毎朝毎晩、人力で上げたりおろしたりする大型の硬化レンガの板が敵の侵入を防ぐための防壁となり、人を中に招き入れるスロープにもなる作りだ。
ぶっちゃけかなり重くて使いづらさが半端ではない。
だが、ここは普段住む土地ではなく、要害の地を守る砦なのだ。
これくらいは不便さよりも防御力を優先してもいいのではないだろうか、と思ってつくってしまった。
ぶっちゃけ、地面を掘りすぎてしまったための対処法としてのものだったりする。
アインラッド砦の外壁は硬化レンガではなく普通のレンガだ。
ここはいつもの通り、【壁建築】で作り上げた壁の上を迎撃可能なものとなるように手を加えている。
だが、バルカニアとは少し違う点もある。
壁の内側は更に上り坂になっているのだが、その坂の途中に物騒な兵器がいくつも置いてあるのだ。
俺が【記憶保存】しておいて再現した投石機だ。
投石機は新たにバルカ軍へと志願してきた兵たちがついている。
今も【レンガ作成】で作り置きしてあるレンガが投石機のそばに山積みとなっており、それを新兵が壁の外へと打ち出していた。
やはり、いきなり実戦で使う訳にはいかない。
最低限、どの程度の飛距離があり、方向を狙い定めるにはどうすればいいかを確認して訓練しておかなければならないからだ。

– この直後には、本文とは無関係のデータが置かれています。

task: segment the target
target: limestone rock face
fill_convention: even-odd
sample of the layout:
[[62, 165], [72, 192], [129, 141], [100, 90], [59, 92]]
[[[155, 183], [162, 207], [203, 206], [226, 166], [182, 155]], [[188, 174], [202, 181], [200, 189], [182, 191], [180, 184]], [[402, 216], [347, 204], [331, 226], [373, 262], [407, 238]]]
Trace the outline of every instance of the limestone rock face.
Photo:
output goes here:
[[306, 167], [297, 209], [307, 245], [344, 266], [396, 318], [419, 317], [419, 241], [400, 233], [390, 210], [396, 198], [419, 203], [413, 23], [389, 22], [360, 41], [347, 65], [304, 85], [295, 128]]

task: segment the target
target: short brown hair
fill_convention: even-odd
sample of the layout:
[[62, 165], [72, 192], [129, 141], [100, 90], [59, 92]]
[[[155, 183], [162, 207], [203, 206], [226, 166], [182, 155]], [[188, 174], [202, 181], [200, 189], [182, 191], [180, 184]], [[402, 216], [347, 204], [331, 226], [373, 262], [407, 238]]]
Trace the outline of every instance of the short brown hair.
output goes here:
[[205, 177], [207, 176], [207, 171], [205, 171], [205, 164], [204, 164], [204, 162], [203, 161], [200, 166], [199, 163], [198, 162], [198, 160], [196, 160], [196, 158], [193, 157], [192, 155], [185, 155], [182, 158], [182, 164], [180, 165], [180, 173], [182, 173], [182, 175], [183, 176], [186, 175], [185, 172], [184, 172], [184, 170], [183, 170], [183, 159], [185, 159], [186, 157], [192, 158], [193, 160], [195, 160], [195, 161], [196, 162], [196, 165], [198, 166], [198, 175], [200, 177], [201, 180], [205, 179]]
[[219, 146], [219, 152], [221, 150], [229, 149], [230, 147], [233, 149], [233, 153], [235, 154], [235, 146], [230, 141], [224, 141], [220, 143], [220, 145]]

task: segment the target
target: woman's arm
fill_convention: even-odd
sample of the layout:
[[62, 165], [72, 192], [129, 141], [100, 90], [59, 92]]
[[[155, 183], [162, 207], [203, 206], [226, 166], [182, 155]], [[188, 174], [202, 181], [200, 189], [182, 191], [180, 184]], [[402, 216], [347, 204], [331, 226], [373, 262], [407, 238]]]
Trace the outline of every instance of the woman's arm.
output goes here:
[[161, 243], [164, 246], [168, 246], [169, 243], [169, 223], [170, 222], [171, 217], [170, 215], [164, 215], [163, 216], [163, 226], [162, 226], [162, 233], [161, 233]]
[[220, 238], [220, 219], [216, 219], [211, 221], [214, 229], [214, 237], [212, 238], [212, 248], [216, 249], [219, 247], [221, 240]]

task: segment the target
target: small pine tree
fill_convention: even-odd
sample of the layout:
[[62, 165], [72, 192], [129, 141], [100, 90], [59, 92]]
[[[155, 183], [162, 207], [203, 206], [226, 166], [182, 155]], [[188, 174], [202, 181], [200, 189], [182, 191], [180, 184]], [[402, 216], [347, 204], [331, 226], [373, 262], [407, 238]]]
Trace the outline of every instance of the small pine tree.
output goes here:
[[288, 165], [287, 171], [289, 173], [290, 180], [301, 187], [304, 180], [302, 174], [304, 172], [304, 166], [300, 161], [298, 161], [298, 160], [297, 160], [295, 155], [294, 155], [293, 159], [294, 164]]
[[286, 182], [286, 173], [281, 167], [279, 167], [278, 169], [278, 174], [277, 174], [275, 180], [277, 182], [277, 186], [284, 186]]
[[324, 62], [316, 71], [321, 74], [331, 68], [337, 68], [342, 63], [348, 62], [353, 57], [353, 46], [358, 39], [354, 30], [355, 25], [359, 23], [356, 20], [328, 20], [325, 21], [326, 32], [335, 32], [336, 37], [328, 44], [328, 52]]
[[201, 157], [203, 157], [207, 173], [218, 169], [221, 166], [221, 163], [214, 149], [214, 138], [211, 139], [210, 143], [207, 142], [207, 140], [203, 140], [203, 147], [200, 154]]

あまり人がいない方向に向かってポンポンとレンガが飛んでいく光景がいたるところで見られた。
「はい、到着。新兵たちはここで寝泊まりすることになる。食事は向こうで配給係がつくっているからそこで受け取るように言っておいてね」
さらにその上に登っていくと、兵士たちが寝泊まりする場所がある。
ここはウルク家がつくっていた場所をそのまま使っている。
最も、俺は自分の家を頂上に再現しているのだが。
こうして、アインラッドの丘は着々と鉄壁の防御を備える砦へと変わっていったのだった。